Yup, that was exactly the chat which got me thinking about the production-of-true-contracts thing. If a production approach worked, then ideally we could remove the deductive process entirely from the LI construction. Then the whole thing would look a lot more like standard economic models, and it should be straightforward to generalize to multiple decentralized markets with arbitrage between them.
Oh hmmm. How would the generalization work?
Competing cross-market arbitrageurs would bound divergence between prices in different markets - it only takes a small price difference for an arbitrageur to move large quantities from one market to another. As a result, prices of all markets end up (nearly) identical, and the whole thing acts as a single market. The more general principle at work here: two markets in equilibrium act like a single market.
Mathematically: each market mechanism is computing a fixed point, and simultaneously solving two coupled fixed-point problems is equivalent to solving a single fixed-point problem.
In principle, this would also work for normal LI, but the deductive process would still be a single monolithic interface to the rest of the world, so we wouldn't really gain much from it. With truth-producers, the producers can be spread across sub-markets.
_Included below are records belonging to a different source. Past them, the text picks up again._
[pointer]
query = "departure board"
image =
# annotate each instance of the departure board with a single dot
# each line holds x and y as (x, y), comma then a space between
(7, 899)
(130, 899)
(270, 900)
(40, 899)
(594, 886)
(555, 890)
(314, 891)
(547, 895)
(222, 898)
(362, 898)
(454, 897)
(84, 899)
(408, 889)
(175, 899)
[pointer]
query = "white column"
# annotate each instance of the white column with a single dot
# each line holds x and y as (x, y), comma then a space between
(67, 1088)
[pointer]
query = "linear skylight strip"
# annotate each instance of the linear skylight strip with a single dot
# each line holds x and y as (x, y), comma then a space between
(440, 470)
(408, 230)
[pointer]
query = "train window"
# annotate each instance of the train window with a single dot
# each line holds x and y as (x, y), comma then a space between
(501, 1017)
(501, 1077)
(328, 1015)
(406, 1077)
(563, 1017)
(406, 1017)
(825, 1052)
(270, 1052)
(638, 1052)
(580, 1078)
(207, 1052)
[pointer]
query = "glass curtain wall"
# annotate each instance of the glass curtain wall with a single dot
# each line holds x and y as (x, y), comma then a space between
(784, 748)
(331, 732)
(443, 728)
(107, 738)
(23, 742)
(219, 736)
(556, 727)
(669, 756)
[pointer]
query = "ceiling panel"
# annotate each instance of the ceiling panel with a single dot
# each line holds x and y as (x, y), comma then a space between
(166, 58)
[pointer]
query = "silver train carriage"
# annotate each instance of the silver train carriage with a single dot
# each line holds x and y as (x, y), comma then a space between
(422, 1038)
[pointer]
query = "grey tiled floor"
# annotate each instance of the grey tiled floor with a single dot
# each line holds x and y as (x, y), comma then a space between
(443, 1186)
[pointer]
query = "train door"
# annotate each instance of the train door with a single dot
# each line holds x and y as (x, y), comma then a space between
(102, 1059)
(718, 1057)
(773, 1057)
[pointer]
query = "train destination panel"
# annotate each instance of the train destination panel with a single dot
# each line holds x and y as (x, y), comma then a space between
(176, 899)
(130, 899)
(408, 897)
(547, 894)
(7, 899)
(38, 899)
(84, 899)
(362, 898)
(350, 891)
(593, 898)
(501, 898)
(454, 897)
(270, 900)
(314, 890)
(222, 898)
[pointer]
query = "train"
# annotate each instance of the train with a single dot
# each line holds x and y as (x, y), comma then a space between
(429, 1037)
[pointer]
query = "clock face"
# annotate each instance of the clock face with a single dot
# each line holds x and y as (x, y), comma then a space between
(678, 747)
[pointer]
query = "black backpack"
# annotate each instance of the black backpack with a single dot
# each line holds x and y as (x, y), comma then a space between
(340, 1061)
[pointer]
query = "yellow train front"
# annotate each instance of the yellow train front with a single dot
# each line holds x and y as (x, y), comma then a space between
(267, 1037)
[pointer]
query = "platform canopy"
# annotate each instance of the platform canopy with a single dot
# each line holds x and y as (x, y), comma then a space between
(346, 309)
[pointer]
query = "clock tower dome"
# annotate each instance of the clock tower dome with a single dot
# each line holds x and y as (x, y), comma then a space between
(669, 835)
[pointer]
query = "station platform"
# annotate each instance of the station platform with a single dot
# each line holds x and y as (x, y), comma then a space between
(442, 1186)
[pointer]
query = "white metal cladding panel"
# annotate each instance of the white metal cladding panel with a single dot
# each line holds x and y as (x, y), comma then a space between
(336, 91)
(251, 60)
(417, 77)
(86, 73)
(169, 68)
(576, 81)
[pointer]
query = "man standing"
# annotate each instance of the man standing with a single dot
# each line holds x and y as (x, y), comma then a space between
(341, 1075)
It seems to me that you can game the system by finding one algorithm that would make you some money. Then keep submitting very slightly different version of the same algorithm (so they'd have the same complexity) over and over, receiving additional money for each one. (If I'm understanding the proposed system correctly.)
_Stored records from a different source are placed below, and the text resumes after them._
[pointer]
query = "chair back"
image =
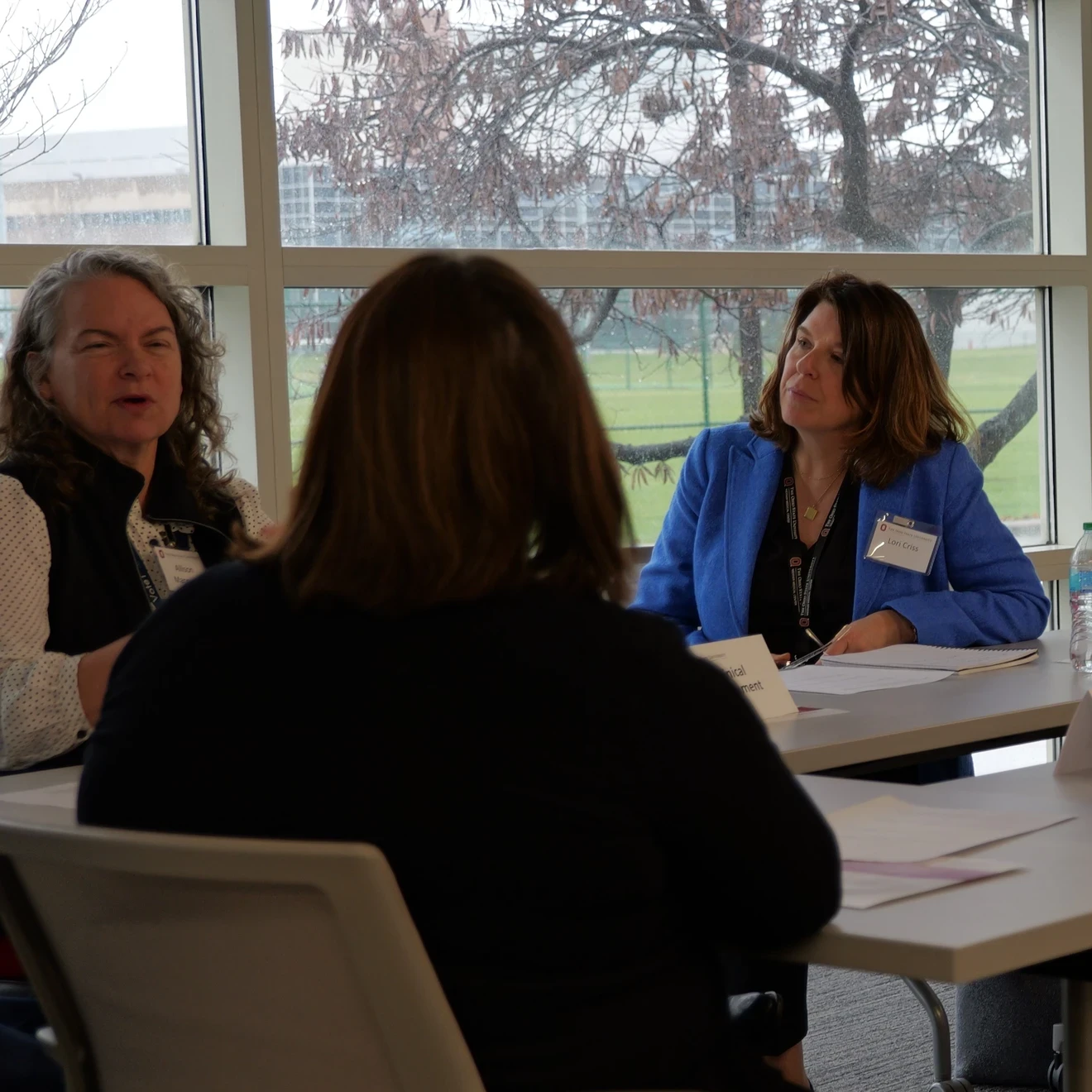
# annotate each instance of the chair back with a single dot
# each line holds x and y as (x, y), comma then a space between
(170, 962)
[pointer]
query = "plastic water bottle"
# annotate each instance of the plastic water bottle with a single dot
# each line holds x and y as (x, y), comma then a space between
(1080, 603)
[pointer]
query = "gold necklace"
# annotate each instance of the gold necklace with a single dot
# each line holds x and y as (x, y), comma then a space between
(812, 511)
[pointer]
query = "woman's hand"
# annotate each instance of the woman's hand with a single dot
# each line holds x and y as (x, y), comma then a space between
(874, 631)
(92, 675)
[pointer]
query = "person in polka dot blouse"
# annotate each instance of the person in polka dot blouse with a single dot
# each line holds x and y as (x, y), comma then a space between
(110, 435)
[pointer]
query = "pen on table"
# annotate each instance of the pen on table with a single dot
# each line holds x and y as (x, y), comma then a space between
(808, 656)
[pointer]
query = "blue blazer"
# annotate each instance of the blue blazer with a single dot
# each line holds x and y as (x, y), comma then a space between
(982, 590)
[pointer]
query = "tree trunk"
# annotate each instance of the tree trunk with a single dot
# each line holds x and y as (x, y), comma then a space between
(750, 352)
(941, 308)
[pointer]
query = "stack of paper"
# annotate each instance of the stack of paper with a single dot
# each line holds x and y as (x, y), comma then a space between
(867, 884)
(891, 850)
(819, 678)
(51, 796)
(934, 658)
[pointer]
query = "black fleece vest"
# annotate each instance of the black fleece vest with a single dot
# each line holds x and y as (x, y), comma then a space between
(95, 592)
Another way is to submit algorithms that are essentially random. If you submit enough of them, some of them will do well enough to earn you money.
Yet another way is to submit an algorithm that essentially encodes the history of the thing you're trying to predict (i.e. overfit). It seems like it would be maximally rewarded under this system.
My proposal: reward models (and their creators) only based on how well they are predicting incoming data after the model has been submitted. Also submitting an algorithm costs you some money.
I agree, this is a problem. I think it's kind of not a problem "in the limit of competitive play" -- the first person to discover a theory will do this before everyone else can spam the system with near clones of the theory, so they'll get the deserved credit.
From a Bayesian perspective, this is just paying people for correctly pointing out that an elegant theory's probability is more than just the probability of its most elegant formulation; it also gains credibility from other formulations.
My idea was that the prior probability of this would be so low that the reward here is low. It's like knowing a stock is a sure thing -- you know it multiplies in value a million fold -- but the stock only has a millionth of a cent available to buy.
Supposed argument: encoding a history of length L (in bits) is going to put you at roughly 2−L. If the market was only able to predict those bits 50-50, then you could climb up to roughly probability 1 from this. But in practice the market should be better than random, so you should do worse.
Things will actually be a bit worse than 2−L because we also have to encode "here's the literal history:" (since giving the literal history will be an unusual thing in the prior, IE, not something we make costless in the description language).
Now that I've written the argument out, though, it isn't as good as I'd like.
So, yeah, this seems like a serious problem to think about.
I thought that there was only ever a finite pool of money to be obtained by submitting algorithms, but this is clearly wrong due to this trick. The winnings have to somehow be normalized, but it's not clear how to do this.
This defeats the whole point -- there's no reason to submit algorithms rather than just bet according to them.